The title

During the recording of “Heroes”, David Bowie and the studio team knew that the title track was special. Brian Eno and Tony Visconti both later said they associated it with the words ‘heroes’ and ‘heroic’, prior to learning of the title and lyrics.

I was only involved in that track up to doing the backing-track. He wrote the lyrics and the melody after I’d left – as he did for all the other tracks.

And, when I left, I already had a feeling about that track – it sounded grand and heroic. In fact, I had that very word in mind.

And then David brought the finished album round to my place and that track came up and it said ‘We can be heroes’ and I was absolutely It was such a strange feeling, you know.
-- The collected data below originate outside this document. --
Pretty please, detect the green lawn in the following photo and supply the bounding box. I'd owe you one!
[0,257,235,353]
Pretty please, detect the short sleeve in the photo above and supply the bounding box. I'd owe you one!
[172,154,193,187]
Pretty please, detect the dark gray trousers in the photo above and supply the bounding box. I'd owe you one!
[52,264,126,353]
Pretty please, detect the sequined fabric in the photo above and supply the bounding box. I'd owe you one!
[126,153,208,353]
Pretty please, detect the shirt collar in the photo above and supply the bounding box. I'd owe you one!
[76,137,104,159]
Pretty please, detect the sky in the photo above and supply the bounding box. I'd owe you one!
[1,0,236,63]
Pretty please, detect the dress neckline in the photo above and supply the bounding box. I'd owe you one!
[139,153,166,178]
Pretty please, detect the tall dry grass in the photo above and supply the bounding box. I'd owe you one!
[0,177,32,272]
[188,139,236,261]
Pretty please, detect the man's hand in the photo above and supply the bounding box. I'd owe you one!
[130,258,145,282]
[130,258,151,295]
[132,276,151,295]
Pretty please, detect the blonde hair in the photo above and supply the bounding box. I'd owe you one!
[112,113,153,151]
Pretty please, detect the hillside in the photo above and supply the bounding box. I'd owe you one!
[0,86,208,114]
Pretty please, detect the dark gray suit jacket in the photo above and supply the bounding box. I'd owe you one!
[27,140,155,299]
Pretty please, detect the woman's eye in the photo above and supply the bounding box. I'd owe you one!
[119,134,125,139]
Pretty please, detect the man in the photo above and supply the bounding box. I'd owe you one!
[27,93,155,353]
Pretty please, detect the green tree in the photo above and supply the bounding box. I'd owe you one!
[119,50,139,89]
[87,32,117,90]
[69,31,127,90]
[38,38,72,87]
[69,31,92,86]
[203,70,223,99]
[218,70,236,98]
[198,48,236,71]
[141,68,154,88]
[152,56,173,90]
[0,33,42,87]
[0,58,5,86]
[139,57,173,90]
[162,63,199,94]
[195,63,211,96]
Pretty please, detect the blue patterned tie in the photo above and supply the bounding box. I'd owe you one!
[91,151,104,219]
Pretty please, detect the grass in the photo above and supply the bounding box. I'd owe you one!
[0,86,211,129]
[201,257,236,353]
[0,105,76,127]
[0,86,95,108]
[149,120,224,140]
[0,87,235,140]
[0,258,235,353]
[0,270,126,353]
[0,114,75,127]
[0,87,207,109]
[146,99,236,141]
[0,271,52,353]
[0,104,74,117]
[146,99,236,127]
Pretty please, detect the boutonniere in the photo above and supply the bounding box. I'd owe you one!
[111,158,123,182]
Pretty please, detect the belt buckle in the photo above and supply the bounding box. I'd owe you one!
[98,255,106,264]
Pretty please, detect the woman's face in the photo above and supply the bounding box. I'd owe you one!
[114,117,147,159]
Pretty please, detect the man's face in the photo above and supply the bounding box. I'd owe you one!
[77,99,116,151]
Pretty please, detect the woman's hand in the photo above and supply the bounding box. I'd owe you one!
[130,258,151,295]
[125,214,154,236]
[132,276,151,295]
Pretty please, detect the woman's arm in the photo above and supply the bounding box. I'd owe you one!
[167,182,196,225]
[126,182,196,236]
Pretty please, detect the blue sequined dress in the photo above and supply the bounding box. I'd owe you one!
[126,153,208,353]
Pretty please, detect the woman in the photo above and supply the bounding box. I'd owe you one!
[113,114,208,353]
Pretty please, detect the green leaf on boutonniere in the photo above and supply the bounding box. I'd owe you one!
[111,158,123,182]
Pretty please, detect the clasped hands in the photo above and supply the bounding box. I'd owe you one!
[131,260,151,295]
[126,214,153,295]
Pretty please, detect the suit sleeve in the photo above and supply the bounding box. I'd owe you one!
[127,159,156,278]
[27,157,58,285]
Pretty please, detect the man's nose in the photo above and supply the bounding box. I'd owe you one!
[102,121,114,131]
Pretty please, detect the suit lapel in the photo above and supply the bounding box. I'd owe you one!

I just shivered with… When you shiver, it’s a fear reaction, isn’t it?

Brian Eno
NME, 3 December 1977
Robert Fripp, Colin Thurston, David Bowie and Brian Eno recording "Heroes", Berlin, 1977

Robert Fripp, Colin Thurston, David Bowie and Brian Eno recording “Heroes”, Berlin, 1977

Shortly after the album’s release, Bowie gave his reasons for added quotation marks around the title, explaining that it was an ironic commentary on the story of two lovers meeting beneath the Berlin Wall.

The situation that sparked off the whole thing was – I thought – highly ironic. There’s a wall by the studio – the album having been recorded at Hansa by the Wall in West Berlin – about there. It’s about twenty or thirty meters away from the studio and the control room looks out onto it. There’s a turret on top of the wall where the guards sit and during the course of lunch break every day, a boy and girl would meet out there and carry on.

They were obviously having an affair. And I thought of all the places to meet in Berlin, why pick a bench underneath a guard turret on the wall? They’d come from different directions and always meet there… Oh, they were both from the west, but they had always meet right there. And I – using license – presumed that they were feeling somewhat guilty about this affair and so they had imposed this restriction on themselves, thereby giving themselves an excuse for their heroic act. I used this as a basis… therefore it is ironic.

David Bowie
NME, 12 November 1977

In the same interview he downplayed the significance of the album title.

There was no reason why the album should have been called “Heroes”. It could have been called “The Sons of Silent Ages”. It was just a collection of stuff that I and Eno and Fripp had put together. Some of the stuff that was left off was very amusing, but this was the best of the batch, the stuff that knocked us out.